Las comunidades de propietarios podrán reclamar hasta el 50% de los costes de los gastos de gestión (notaría, registro y honorarios profesionales) del cambio de los estatutos, hasta un máximo de 2.500 euros y por la modificación de los estatutos vigentes hasta un máximo de 1.500 euros. Para este propósito, se destinarán un total de 56.000 euros y se podrán acoger las comunidades que hayan aprobado la modificación o la creación de los nuevos estatutos a partir del 1 de marzo del 2025. Las ayudas se podrán pedir a partir de este viernes, 27 de febrero.
El teniente de alcaldía de Economía, Vivienda, Hacienda y Turismo, Jordi Valls, asegura que el objetivo “es que las comunidades de propietarios se doten de normas de regulación y convivencia con el fin de prohibir la instalación de viviendas de uso turístico en sus fincas, actividades que generan efectos negativos para la comunidad”.
Valls destaca que “medidas como esta contribuyen a velar contra la exclusión residencial en Barcelona ya que facilitan que un mayor número de pisos se destine al alquiler residencial”.
Requisitos para optar a las subvenciones
Para acceder a la subvención, la comunidad tiene que cumplir los requisitos siguientes:
1- Modificación o creación de estatutos: aprobar la creación o modificación de los estatutos de la comunidad para incluir expresamente la prohibición del uso turístico o de actividades económicas que puedan alterar la convivencia.

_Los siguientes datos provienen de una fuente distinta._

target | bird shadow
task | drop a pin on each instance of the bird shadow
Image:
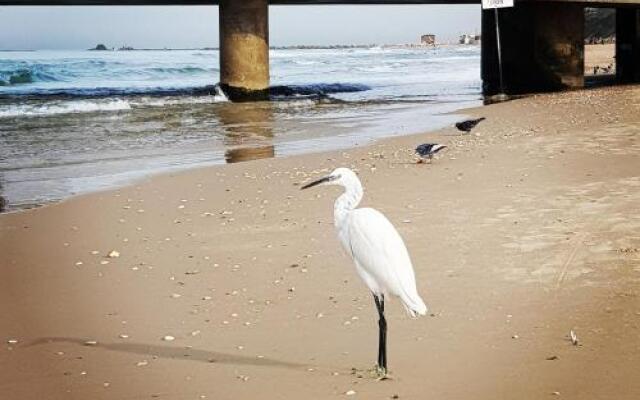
(173, 353)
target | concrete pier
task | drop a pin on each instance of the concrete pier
(244, 49)
(542, 48)
(628, 44)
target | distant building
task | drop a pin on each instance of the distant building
(469, 39)
(428, 40)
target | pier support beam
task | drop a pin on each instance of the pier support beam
(542, 48)
(628, 44)
(244, 49)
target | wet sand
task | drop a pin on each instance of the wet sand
(520, 232)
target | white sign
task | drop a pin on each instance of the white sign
(496, 3)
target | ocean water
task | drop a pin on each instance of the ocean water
(78, 121)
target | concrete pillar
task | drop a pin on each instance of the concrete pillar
(244, 49)
(542, 48)
(628, 44)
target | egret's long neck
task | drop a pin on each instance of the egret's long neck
(347, 201)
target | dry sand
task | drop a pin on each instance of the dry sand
(521, 232)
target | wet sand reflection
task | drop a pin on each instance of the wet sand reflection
(248, 131)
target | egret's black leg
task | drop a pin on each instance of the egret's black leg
(382, 338)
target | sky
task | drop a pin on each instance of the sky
(197, 26)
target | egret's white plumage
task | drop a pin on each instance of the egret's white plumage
(379, 253)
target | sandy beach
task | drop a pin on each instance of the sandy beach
(522, 231)
(600, 58)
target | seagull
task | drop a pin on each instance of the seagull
(428, 150)
(379, 253)
(468, 125)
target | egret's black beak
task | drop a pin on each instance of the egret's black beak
(327, 178)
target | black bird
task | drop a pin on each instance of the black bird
(466, 126)
(427, 150)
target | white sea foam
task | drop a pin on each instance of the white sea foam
(101, 105)
(63, 107)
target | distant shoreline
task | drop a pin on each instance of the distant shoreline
(294, 47)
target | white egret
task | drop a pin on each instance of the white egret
(381, 257)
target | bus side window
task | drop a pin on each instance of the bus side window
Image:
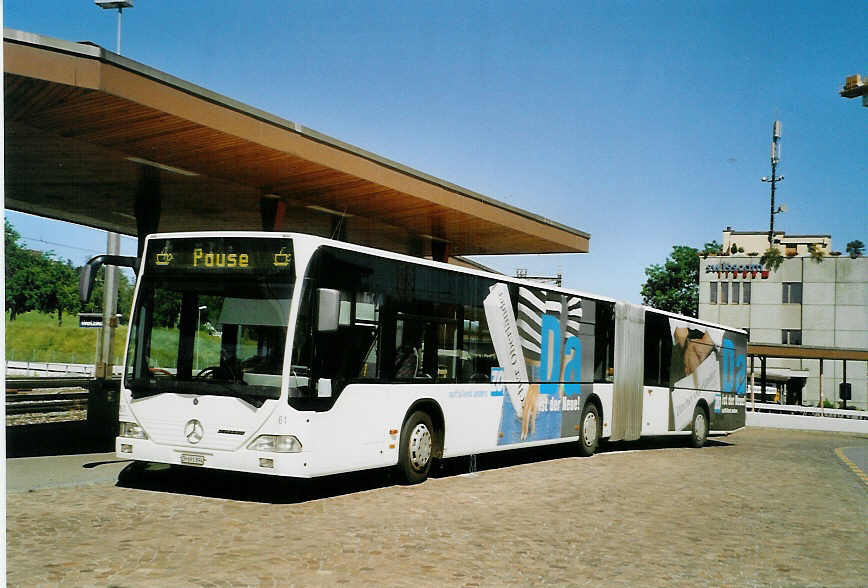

2- Cláusula homologable: el texto aprobado tiene que ser homologable a la cláusula establecida por la Cambra de la Propietat Urbana, el Col·legi d'Administradors de Finques y el Ayuntamiento de Barcelona.
3- Inscripción registral: es imprescindible que los nuevos estatutos se hayan elevado a documento público y se hayan inscrito debidamente en el Registro de la Propiedad para garantizar la validez delante de terceros.
4- Obligaciones fiscales: la comunidad tiene que estar al corriente de las obligaciones tributarias con el Estado, la Generalitat y la Seguridad Social.
En paralelo a la convocatoria de las ayudas a las comunidades, también se subvencionará a los o los profesionales que hayan intervenido asesorando concretamente a alguna comunidad de propietarios a aprobar o cambiar los estatutos y solo en caso de que finalmente se haya producido el cambio o modificación formal. En este caso, se trata de subvenciones directas y hay un presupuesto total de 36.000 euros.
El convenio contempla también una subvención directa de 4.000 euros a cada una de las partes implicadas en el convenio. Con esta aportación, se comprometen a fomentar e informar a las comunidades de las posibilidades normativas y de los procedimientos y ventajas de dotarse de normas de regulación y convivencia a las comunidades de propietarios.
Para difundir estas posibilidades normativas, se llevará a cabo una campaña de comunicación orientada a informar, sensibilizar y movilizar las comunidades de propietarios para incentivar la modificación de sus estatutos.
La convocatoria de ayudas también se enmarca en la voluntad de proteger el uso residencial de la vivienda hacia otros usos o explotaciones económicas posibles. Se ampara en la sentencia del Tribunal Constitucional de 13 de marzo del 2025, que define el uso residencial como esencial y propio de la vivienda mientras que “la explotación turística, como otros usos productivos diferentes del residencial, no puede ser entendida como consustancial a las edificaciones cualificadas para el uso de vivienda”.